If dst is zero, LOAD sets pc to the value loaded. In the case of LOADCC, the loaded value is discarded when dst is zero; this allows the operand in memory to be tested without changing the contents of any register. Hawk assemblers should provide the mnemonic TEST for this purpose.
| 07 | 06 | 05 | 04 | 03 | 02 | 01 | 00 | 15 | 14 | 13 | 12 | 11 | 10 | 09 | 08 | ||||||
| 1 1 1 1 | 0 0 0 0 | 0 1 0 0 | x (pc) | TEST | x,disp | ||||||||||||||||
The following instructions are equivalent:
LOADCC R0,R0,label-(.+2) LOADCC R0,label TEST R0,label-(.+2) TEST labelAll 4 instructions listed above should generate exactly the same machine code, producing a LOADCC instruction that uses the program counter as an index register to address the memory location with the given label, and then discards the result after setting the condition codes appropriately.
The Hawk architecture does not allow direct loading or storing of bytes or halfwords. See the EXTB and EXTH instructions for efficient support of byte and halfword addressing.
| 07 | 06 | 05 | 04 | 03 | 02 | 01 | 00 | 15 | 14 | 13 | 12 | 11 | 10 | 09 | 08 | ||||||
| 1 1 1 1 | dst (x) | 0 0 1 1 | x (pc) | JSR | dst,x,disp | r[dst] = pc; pc = ea | |||||||||||||||
| JSR | NZVC unchanged | ||
The JSR (jump to subroutine) instruction stores the old value of the program counter, pc, in the destination register as a return address, and then sets the program counter to the effective address. The condition codes are not changed.
If dst is zero, the value is discarded. In the case of the JSR instruction, this is useful because it allows for a simple jump to the effective address.
| 07 | 06 | 05 | 04 | 03 | 02 | 01 | 00 | 15 | 14 | 13 | 12 | 11 | 10 | 09 | 08 | ||||||
| 1 1 1 1 | 0 0 0 0 | 0 0 1 1 | x (pc) | JUMP | x,disp | pc = ea | |||||||||||||||
Assembly of the following instructions should produce exactly the same machine instructions:
JUMP label JUMP R0,label-(.+2) JSR R0,label JSR R0,R0,label-(.+2)All 4 lines generate a JSR instruction that discards the return address and uses PC-relative addressing to transfer control to the indicated label.
| 07 | 06 | 05 | 04 | 03 | 02 | 01 | 00 | 15 | 14 | 13 | 12 | 11 | 10 | 09 | 08 | ||||||
| 1 1 1 1 | srcx (0) | 0 0 1 0 | x (pc) | STORE | srcx,x,disp | m[ea] = r[srcx] | |||||||||||||||
| JSR | NZVC unchanged | ||
The STORE instruction stores the contents of the designated designated register, r[srcx] into the indicated word of memory m[ea]. The condition codes are not changed. Note that the mnemonic srcx used here refers to the register field usually known as dst, but here it is the source of the operand, not the destination.

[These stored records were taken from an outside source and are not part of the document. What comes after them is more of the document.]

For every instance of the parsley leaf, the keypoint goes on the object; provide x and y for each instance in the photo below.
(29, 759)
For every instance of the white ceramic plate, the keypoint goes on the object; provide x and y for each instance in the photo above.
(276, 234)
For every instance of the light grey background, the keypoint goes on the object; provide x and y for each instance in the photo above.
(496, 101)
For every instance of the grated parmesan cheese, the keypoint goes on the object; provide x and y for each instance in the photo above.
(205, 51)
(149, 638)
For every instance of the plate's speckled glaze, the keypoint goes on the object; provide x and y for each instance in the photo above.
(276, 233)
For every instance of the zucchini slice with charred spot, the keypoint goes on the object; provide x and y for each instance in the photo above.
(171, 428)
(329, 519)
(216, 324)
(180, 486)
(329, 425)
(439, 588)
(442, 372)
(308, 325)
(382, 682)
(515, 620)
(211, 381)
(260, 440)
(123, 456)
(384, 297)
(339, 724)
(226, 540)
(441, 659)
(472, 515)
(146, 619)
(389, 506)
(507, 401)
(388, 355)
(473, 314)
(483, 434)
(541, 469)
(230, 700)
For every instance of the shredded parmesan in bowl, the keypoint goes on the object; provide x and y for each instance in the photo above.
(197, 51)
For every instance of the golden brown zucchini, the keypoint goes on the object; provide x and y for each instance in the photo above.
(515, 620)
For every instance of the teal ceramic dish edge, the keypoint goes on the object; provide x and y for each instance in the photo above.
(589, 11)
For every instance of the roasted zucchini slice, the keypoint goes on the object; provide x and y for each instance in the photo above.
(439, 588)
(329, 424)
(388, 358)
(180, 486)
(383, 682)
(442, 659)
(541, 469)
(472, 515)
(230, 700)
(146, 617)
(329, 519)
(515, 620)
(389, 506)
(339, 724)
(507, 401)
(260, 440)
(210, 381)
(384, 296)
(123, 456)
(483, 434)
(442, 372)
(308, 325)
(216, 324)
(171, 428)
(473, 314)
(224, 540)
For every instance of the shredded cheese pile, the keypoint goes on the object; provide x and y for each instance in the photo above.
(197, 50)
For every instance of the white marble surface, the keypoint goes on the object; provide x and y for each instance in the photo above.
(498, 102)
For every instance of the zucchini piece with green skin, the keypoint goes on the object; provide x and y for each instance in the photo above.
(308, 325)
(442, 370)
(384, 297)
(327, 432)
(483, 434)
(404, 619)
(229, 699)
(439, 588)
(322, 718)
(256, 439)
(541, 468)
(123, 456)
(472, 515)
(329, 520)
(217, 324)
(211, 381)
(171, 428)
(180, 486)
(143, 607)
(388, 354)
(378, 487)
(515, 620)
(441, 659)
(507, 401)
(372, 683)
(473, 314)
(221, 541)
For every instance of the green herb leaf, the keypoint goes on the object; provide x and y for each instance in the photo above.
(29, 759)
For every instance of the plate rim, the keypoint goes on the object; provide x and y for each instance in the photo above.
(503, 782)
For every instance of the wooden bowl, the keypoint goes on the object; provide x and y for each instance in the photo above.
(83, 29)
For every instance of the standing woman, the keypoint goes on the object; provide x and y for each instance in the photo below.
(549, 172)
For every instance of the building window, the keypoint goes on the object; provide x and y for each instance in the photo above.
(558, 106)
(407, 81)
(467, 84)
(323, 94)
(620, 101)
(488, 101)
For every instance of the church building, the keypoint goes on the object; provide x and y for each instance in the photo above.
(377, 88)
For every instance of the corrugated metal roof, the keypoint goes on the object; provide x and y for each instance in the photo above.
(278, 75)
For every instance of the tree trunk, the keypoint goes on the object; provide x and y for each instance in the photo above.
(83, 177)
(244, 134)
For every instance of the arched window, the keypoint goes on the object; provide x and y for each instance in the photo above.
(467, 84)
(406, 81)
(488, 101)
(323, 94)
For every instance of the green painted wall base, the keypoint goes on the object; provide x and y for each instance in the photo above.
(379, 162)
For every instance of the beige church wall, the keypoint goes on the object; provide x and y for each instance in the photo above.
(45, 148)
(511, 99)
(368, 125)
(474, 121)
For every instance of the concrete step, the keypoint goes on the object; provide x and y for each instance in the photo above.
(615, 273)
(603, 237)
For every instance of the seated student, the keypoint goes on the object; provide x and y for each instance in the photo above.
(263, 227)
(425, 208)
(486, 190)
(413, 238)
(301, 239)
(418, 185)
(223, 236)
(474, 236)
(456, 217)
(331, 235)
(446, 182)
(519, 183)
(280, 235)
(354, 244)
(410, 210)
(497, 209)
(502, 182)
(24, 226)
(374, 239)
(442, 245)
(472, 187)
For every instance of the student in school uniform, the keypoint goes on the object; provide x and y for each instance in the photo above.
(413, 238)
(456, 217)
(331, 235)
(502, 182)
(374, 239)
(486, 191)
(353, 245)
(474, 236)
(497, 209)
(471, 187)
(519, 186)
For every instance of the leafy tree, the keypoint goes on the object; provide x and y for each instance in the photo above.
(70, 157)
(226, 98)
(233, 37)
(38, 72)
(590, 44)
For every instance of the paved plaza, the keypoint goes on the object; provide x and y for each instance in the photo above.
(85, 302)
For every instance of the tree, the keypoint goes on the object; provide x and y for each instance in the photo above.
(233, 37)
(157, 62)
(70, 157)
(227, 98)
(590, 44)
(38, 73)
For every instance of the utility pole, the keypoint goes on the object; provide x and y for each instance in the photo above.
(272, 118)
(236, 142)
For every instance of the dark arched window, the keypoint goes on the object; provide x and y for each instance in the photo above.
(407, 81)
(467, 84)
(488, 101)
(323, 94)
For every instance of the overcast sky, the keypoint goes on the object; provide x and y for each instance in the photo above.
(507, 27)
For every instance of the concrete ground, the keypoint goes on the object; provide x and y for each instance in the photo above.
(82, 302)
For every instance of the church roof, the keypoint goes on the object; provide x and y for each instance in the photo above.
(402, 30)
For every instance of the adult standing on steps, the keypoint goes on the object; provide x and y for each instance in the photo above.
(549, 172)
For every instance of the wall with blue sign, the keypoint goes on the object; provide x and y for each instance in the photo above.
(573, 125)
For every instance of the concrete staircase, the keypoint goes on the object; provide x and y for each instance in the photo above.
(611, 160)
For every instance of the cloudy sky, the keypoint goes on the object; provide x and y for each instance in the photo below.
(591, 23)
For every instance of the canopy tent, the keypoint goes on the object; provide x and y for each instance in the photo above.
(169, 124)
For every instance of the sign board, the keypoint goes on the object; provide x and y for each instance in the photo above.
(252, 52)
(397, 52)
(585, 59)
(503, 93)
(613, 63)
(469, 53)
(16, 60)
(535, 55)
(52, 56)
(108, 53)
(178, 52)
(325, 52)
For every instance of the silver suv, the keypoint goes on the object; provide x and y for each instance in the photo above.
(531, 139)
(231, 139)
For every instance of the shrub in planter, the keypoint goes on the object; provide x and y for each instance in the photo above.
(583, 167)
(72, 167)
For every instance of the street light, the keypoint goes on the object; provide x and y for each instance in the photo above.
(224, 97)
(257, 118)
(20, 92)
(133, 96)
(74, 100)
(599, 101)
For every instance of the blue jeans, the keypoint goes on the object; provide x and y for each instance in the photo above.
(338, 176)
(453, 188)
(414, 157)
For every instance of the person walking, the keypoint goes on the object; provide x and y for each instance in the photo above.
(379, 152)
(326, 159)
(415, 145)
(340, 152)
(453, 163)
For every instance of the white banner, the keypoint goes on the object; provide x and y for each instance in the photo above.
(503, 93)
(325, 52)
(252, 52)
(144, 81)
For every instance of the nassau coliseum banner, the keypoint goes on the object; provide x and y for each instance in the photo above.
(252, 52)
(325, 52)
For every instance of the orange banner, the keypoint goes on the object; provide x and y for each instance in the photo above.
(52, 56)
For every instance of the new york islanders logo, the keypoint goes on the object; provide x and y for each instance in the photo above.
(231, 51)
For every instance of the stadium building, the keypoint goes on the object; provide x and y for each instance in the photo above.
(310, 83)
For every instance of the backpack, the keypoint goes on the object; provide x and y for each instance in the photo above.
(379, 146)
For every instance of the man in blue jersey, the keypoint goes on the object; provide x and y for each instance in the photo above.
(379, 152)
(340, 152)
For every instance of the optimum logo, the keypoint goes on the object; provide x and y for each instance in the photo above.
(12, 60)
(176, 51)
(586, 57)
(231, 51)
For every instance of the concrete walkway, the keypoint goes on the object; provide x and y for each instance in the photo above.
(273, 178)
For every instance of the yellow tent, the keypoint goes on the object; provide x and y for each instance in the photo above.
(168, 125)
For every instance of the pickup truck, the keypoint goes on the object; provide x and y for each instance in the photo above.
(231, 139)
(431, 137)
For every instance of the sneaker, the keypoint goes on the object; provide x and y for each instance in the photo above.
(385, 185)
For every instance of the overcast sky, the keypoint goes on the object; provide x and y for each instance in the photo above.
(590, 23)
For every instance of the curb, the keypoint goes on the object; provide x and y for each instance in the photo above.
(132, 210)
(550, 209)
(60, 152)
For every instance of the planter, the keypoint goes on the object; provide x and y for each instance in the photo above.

Note that PC-relative STORE instructions should never be used when code is executed from read-only memory or from a read-only segment of the address space. Since one or the other of these will usually be the case, the PC-relative form of STORE should rarely be of any use!
The Hawk architecture does not allow direct loading or storing of bytes or halfwords. See the STUFFB and STUFFH instructions for efficient support of byte and halfword addressing.